I’m often asked how exactly I do it all. I mean I do have 8 kids, 4 of which are still in my homeschool and 4 who are adults. Parenting doesn’t stop at the diploma, trust me! In addition to homeschooling, I serve on the SPED Homeschool Team, teach a girls small group at church, teach two classes at our weekly co-op, volunteer in the nursery for the local homeschool choir and I work 3 part-time jobs. My husband’s schedule is much the same. I say all this to say that even with all this, I still don’t do it all. No one can. We can only do our best. But there are a few tips for making a large family homeschool run more smoothly.

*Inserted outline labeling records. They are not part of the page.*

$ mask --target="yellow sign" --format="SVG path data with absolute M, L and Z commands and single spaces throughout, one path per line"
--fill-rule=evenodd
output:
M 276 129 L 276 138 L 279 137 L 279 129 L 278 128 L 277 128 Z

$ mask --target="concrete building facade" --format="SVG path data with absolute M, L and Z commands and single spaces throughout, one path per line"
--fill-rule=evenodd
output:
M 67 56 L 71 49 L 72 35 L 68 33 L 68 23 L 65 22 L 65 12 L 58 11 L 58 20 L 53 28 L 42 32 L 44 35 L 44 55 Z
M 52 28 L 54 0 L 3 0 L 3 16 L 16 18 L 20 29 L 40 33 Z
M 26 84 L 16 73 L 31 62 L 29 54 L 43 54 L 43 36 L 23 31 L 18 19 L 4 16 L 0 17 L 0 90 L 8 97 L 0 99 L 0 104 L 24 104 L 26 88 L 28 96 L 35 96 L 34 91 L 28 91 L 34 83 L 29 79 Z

Tips for Your Large Family Homeschool

 

Large Family Buddy System

This is my biggest secret!
I currently assign two sets of buddies. My children’s ages are 4, 9, 15, and 16, so I usually match my 15-yr-old with my 4-year-old and my 16-year-old boy with the 9-year-old. Currently, my two big kids serve their buddy a meal before serving their own and help with getting clothes out of dressers if the younger child can’t reach.

 

Large Family Laundry

My seasons here have ebbed and flowed as I added babies or sent an older one to work. We have always had 3-4 bedrooms in our home, so I assigned laundry days by the bedroom, leaving sheets and towels for Saturday. The buddy system also comes into play for laundry. The big kids in the bedroom wash and dry or hang out the laundry for the littles. This has greatly cut down on laundry room congestion.

 

Large Family Meal Planning

Planning for meals is crucial. Whenever possible, I cook overnight while I sleep. I generally have several crockpots going at the same time. My last cooking session included pinto beans, potatoes, and spaghetti sauce all cooking at the same time. Then, these meals were packed for lunch or frozen for later. I prep individual ingredients for later use as often as I can, such as, precooked frozen meat, diced pepper, and onions.

My other trick is theme nights. It’s helps the grocery budget too. This is my current routine:

  • Monday Italian
  • Tuesday Sandwich night/Soup and Salad
  • Wednesday Mexican
  • Thursday Breakfast for Dinner/Casserole night
  • Friday Pizza
  • Saturday Chicken/Pork Chops/Roast
  • Sunday leftovers

 

Large Family Homeschool

I schedule the same subjects to be studied across all ages so that I only have to keep up with one lesson plan. The different grade levels come from the depth of the particular assignments, but the content is the same. 

  • My big kids read out-loud to my littles
  • We go to co-op weekly to provide accountability 
  • We take every day as it comes but use scheduled weekly goal sheets for each student
  • I do my very best to not compare my children to each other or other children 

 

Large Family Relationships

Number one rule in our house is to never go to bed angry. I spend a great deal of my time while children are young training them about right from wrong. We do our best to draw any squabble back to the Bible. This includes lots of teaching on forgiveness and the benefit of not holding grudges. We talk about servanthood beginning at home and doing our best to put others needs before our own. Showing kindness, sharing and teamwork is how we roll.

 

The large family homeschool life has its challenges, but with a few simple routines it can run more smoothly. Plus, the rewards of a large family sharing life together make the normal chaos worth every challenge.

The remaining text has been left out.